FIGURE 5.

TAp63α mediated the RelA transcriptional regulation. MCF10A cells were transfected with the TAp63α expression plasmid (0–1.5 μg). A, immunoblotting of the nuclear and cytosolic fractions with indicated antibodies. B, semi-qRT-PCR analysis for mRNA levels of indicated genes. C, ChIP assay performed with MCF10A cells, 72 h after transfection with the TAp63α expression construct or an empty vector, as well as with the TAp63α siRNA or scrambled siRNA. Total lysates aliquots of the same samples (for specific and nonspecific regions) were tested for both TAp63α and β-actin levels using immunoblotting, as indicated. TAp63α-bound RelA promoter DNA was precipitated with the 4A4 antibody followed by the PCR for the specific (−1900 to −1551bp; supplemental Fig. S1) and nonspecific regions (−600 to −351bp; supplemental Fig.
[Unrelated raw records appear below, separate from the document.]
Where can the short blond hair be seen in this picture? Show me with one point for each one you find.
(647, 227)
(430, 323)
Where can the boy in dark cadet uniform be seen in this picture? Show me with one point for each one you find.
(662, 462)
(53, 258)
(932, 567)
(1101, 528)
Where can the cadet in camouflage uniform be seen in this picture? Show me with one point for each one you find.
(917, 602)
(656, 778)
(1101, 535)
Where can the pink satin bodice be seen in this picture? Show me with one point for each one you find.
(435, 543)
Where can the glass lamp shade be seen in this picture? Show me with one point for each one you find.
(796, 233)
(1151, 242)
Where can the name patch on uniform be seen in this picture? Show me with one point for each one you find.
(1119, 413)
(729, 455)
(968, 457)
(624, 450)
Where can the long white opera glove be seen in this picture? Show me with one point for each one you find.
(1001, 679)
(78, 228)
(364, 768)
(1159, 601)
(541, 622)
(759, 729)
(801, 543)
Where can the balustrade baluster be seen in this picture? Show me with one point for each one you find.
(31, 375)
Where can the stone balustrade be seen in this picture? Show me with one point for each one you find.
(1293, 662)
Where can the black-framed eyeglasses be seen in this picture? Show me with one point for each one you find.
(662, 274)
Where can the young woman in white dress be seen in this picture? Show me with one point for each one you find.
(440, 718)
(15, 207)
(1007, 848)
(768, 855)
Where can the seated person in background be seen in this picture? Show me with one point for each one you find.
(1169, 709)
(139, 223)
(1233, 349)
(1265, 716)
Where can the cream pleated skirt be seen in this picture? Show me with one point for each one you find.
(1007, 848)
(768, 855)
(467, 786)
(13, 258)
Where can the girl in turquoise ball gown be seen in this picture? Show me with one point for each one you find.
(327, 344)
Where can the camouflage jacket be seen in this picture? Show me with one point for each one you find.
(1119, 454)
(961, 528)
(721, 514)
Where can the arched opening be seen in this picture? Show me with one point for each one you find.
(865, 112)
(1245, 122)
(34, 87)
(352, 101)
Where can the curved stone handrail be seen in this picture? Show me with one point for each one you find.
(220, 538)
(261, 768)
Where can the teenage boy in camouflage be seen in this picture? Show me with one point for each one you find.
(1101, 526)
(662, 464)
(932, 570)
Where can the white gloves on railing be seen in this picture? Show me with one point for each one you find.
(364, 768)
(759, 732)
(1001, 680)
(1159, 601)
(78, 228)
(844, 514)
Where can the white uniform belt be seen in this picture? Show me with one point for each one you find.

S1), designated as ChIP. PCR with the purified DNA (Input) for both regions is shown. D, MCF10A (left) and H1299 (right) cells were transfected with the basic TA-luc and RelA-luc constructs along with the Renilla luciferase plasmid, with or without the TAp63α and/or RelA expression cassette for 24 h. The firefly luciferase activity was normalized for the Renilla luciferase activity. Immunoblotting for TAp63α and β-actin was performed. Data are presented as relative -fold change units (RFU) from the basic TA-luc activity designated as 1. *, p ≤ 0.001(n = 5) compared with basic TA-luc activity or RelA-luc activity alone.